Criei dois pontos, liguei-os com uma reta, depois prolonguei por um tamanho um pouco menos do que o anterior.
Em seguida, tracei dois círculos, um em cada extremidade da reta. O resultado parecia uma balança equilibrada no espaço. Tentei reforçar a estrutura adicionando quadrados nos pontos de intersecção.
O brilho oscilou, mas resistiu por mais tempo do que eu esperava.
— Ha! — soltei, quase rindo. — Funciona!
Durou pouco, é verdade, mas foi o suficiente para confirmar que estava no caminho certo. Anotei outra vez:
Estruturas compostas podem se sustentar se distribuídas simetricamente.
A cada tentativa, a sensação crescia dentro de mim: eu estava aprendendo truques novos, e cada um deles podia se tornar útil quando a hora chegasse.
Fechei o caderno por um instante e fiquei olhando para o teto. A casa estava silenciosa, exceto pelo zumbido distante de algum motoqueiro aleatório na rua. Pensei em como seria enfrentar uma batalha real usando aquilo.

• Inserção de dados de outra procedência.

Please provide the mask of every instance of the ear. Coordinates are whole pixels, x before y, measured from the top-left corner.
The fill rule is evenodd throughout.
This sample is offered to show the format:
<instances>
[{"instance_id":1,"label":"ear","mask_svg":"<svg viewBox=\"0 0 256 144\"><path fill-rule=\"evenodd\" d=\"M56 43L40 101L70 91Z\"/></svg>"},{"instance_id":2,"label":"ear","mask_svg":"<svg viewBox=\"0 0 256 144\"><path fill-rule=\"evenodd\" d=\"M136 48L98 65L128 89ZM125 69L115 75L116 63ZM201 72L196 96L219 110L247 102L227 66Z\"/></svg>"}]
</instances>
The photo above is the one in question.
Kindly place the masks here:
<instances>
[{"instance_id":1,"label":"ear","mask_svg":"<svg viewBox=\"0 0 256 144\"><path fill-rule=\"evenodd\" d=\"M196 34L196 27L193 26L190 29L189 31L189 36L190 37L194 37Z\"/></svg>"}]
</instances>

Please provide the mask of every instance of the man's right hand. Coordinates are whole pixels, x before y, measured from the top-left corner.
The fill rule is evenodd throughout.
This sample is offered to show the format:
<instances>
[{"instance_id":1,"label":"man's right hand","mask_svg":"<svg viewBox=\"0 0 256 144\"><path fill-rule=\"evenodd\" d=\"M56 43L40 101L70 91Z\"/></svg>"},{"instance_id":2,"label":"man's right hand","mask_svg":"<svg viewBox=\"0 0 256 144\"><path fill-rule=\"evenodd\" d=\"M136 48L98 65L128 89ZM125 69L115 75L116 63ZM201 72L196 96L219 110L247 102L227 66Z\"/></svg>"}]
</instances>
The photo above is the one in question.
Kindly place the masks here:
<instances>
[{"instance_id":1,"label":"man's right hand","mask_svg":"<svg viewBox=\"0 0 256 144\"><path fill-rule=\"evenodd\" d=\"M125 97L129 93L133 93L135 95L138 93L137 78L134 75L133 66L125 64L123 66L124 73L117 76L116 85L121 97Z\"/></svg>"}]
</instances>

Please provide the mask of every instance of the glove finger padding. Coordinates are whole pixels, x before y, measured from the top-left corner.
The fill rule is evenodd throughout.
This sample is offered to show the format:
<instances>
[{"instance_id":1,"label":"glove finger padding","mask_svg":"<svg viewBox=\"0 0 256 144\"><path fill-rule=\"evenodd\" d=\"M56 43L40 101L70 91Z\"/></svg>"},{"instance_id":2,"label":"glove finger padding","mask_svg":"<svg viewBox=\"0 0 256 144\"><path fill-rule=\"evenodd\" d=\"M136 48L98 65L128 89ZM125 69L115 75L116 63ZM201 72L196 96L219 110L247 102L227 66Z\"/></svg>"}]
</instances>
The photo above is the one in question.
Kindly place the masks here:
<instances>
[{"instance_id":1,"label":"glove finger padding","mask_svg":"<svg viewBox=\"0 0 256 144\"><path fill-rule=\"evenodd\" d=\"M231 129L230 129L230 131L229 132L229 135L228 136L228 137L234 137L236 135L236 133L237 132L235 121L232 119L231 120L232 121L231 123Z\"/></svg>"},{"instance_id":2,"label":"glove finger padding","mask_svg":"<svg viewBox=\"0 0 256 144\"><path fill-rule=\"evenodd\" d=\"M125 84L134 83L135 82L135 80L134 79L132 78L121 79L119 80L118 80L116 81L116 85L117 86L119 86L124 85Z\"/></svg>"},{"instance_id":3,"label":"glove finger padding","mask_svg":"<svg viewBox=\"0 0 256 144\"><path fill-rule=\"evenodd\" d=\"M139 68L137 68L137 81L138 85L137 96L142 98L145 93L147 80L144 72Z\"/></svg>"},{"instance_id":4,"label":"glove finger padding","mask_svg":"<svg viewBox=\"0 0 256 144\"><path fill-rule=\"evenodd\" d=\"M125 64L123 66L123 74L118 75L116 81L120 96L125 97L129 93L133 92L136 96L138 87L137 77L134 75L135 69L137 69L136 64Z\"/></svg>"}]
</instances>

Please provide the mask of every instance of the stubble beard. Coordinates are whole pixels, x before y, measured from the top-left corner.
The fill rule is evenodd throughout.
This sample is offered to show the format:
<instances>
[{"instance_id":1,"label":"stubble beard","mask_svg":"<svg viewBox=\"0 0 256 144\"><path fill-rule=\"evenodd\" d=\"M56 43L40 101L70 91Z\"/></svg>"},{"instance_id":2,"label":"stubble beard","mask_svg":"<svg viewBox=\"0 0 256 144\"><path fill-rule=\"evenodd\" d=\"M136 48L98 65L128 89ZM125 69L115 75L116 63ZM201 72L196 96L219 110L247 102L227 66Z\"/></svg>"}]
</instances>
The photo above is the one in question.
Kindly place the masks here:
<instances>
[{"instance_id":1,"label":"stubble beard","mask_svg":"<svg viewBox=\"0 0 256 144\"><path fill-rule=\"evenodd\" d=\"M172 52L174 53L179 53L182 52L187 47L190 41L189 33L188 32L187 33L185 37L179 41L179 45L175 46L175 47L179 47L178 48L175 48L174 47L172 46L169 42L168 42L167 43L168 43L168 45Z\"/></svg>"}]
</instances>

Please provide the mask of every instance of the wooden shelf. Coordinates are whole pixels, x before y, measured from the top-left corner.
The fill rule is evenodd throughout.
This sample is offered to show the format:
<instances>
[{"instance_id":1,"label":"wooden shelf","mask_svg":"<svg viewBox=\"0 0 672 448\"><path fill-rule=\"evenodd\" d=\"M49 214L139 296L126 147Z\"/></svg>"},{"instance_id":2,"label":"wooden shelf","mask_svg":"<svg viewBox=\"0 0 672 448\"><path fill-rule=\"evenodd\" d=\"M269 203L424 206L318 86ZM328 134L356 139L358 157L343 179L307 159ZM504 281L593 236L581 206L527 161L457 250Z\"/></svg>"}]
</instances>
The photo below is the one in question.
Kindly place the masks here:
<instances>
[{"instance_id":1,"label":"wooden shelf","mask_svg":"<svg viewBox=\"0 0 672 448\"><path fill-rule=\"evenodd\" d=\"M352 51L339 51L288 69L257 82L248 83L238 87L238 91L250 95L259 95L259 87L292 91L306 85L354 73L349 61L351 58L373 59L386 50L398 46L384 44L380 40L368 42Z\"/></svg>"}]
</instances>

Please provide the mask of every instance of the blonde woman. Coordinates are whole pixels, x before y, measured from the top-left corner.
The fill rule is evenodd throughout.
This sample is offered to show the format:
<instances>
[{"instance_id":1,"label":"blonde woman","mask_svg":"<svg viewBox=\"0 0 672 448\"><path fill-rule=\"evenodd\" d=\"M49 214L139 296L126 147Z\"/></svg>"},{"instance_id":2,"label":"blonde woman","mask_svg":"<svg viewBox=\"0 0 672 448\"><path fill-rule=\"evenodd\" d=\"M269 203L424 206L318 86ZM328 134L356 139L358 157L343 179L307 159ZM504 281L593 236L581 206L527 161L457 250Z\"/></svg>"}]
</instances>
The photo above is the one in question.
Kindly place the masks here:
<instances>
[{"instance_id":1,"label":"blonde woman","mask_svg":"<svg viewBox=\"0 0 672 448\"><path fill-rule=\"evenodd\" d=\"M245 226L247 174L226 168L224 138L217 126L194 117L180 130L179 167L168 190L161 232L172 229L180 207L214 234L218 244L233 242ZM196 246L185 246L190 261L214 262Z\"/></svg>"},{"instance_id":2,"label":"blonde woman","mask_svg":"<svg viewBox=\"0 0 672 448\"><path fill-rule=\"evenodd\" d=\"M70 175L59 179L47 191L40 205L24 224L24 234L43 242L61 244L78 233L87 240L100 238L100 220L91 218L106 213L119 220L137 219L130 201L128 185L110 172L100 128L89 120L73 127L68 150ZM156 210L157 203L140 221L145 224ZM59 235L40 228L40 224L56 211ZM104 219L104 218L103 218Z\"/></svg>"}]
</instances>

Círculos como escudos, quadrados como barricadas, retas como lanças… talvez até combinações mais complexas que eu ainda nem tinha descoberto.
Eu tinha construtos complexos no arsenal já: manoplas que usava com frequência, simples hexágonos de proteção, plataformas simples com retângulos ou quadrados.
Todas essas formulações eram algo útil para o uso em combate, mas sempre eram frágeis com geralmente de uso único. O que complicou os combates de longa duração no treinamento ou até na…
“Biblioteca…”
Melhor focar meu pensamento em outra coisa. Pretendo começar a investigar aquele acontecimento em breve, só vou esperar acabar as primeiras provas.
— Um dia, essas figuras vão ser mais do que treino — falei em voz baixa, como se fizesse uma promessa a mim mesma. — Elas vão ser minhas armas.
Deixei a caneta cair sobre o caderno e fechei os olhos por alguns segundos, para descansar um pouco a mente.
O treino tinha me drenado, mas também me deixou com uma estranha sensação de euforia. Era como se cada linha que eu traçava fosse também um traço do meu próprio futuro.
E, de certo modo, era exatamente isso.